I recalled as we read this passage that the following one was of particular significance, and kept an eye firmly trained upon the good doctor as he read.

January 7, 1896

Today I decided to make an attempt to break through the patient’s resistance by confronting her directly on one sensitive point that I have chosen to avoid completely until this point: the birth of her child. While obviously unconnected with the original trauma, the source of her troubles, I have reached a stage where I believe that any means must be used to break down the wall she opposes to any penetration into her inner mental life. I reflected at length before coming to this decision and choosing a strategy, and finally decided to ask her point-blank what she could remember of the birth itself.

As I had expected, she was sincerely shocked by
the question, and refused to discuss it in the most absolute terms. Alternating between attitudes of brutality and gentleness, a system that often produces excellent results, I admitted that her attitude was quite understandable, and amended my question to asking whether she actually possessed specific memories of the event itself, without requiring any description. She replied that she did not, as she had been plied with chloroform by the attending physician, and repeated that in any case she would not speak about this. Reverting to the direct approach, I asked her whether she did not wish to know what her child had become. She replied that she did, but that destiny had decided otherwise. I asked if she was even aware now of the child’s age, phrasing the question in a slightly provocative tone, as though to question whether the fact of her own motherhood held any importance for her. She replied quietly that he had just passed his twenty-first birthday, but that it was quite useless my asking her any further information upon the subject, for none had been vouchsafed her and therefore she had none to provide.

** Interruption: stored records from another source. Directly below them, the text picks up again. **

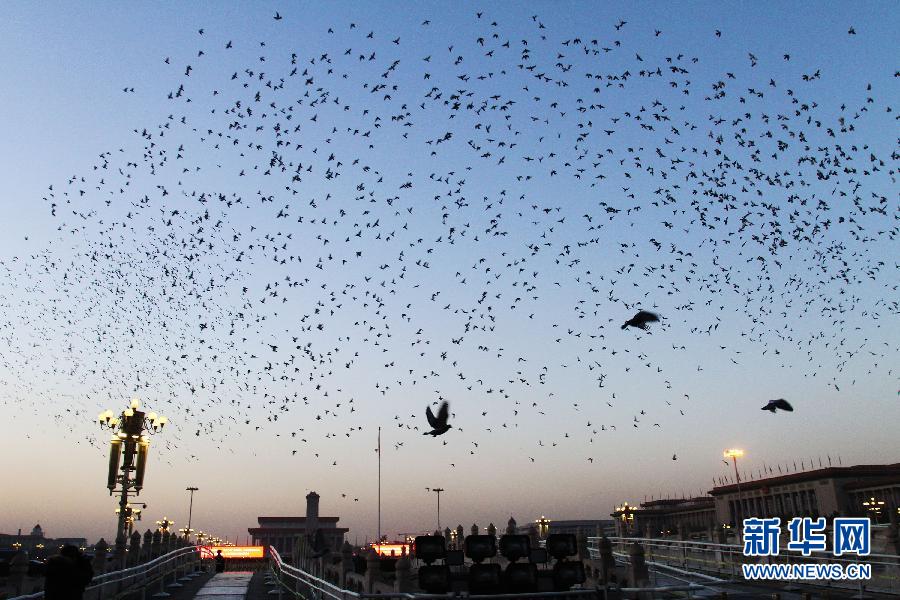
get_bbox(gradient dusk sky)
[0,1,900,541]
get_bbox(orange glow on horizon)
[200,546,266,559]
[371,542,410,557]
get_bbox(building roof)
[256,517,340,525]
[709,463,900,496]
[247,527,350,536]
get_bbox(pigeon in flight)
[762,398,794,414]
[422,402,450,437]
[622,310,659,329]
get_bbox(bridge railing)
[9,546,200,600]
[587,537,900,594]
[269,548,770,600]
[269,546,361,600]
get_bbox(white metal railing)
[270,548,768,600]
[587,537,900,594]
[269,546,360,600]
[9,546,200,600]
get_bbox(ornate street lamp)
[722,448,744,531]
[535,515,550,539]
[184,485,200,542]
[97,398,168,569]
[156,517,175,533]
[863,496,884,523]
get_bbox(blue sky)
[0,3,898,538]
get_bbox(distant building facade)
[611,463,900,538]
[709,463,900,525]
[247,492,349,557]
[0,524,87,557]
[611,496,716,537]
[516,519,615,539]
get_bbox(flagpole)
[378,427,381,548]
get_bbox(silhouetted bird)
[422,402,450,437]
[622,310,659,329]
[762,398,794,414]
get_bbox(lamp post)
[722,448,744,531]
[863,496,884,523]
[535,515,550,539]
[116,503,147,538]
[184,486,200,542]
[156,517,175,533]
[425,488,444,531]
[97,398,168,569]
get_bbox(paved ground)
[194,571,253,600]
[125,573,212,600]
[247,571,280,600]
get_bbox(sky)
[0,2,900,540]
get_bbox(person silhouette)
[44,544,94,600]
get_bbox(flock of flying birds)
[0,12,898,496]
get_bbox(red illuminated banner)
[200,546,266,560]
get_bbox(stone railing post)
[114,533,128,569]
[340,540,353,588]
[575,529,591,560]
[628,542,650,587]
[366,550,381,594]
[150,529,162,559]
[598,535,616,584]
[394,556,412,594]
[141,529,153,562]
[6,550,28,598]
[128,531,141,567]
[91,538,109,576]
[506,517,516,535]
[91,538,109,600]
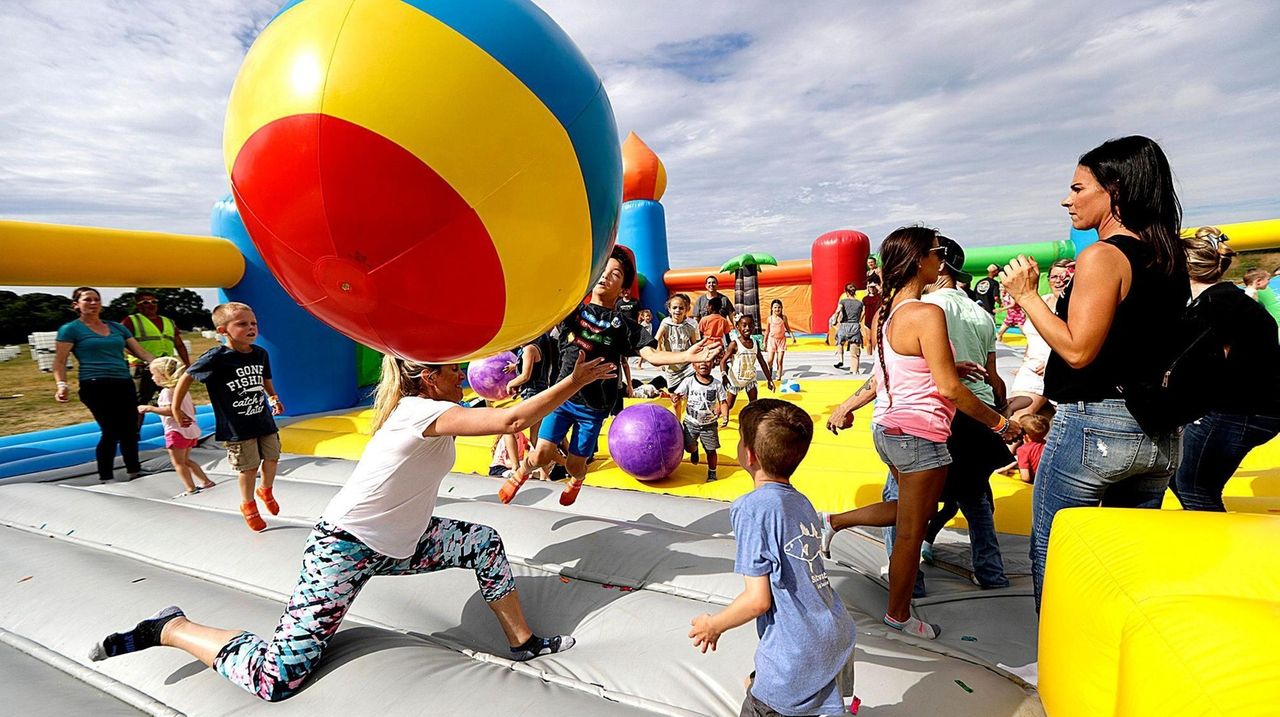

I took this moment to explain to the patient that by the very nature of repression, unconnected pieces of repressed knowledge become associated with each other in the unconscious mind, and that by digging forth one such piece of which she had at least some conscious knowledge, I hoped to unearth the other, which was the initial cause of her malady. I said that it might be a painful procedure, analogous in some ways to the extraction of bad teeth, but was
unavoidable if a cure was to be effected. She replied that the project seemed reasonable, but that she had no knowledge on the subject of her child to share with me, repressed or otherwise. I responded that this was certainly untrue, for if nothing else, she must be aware of the identity of the father.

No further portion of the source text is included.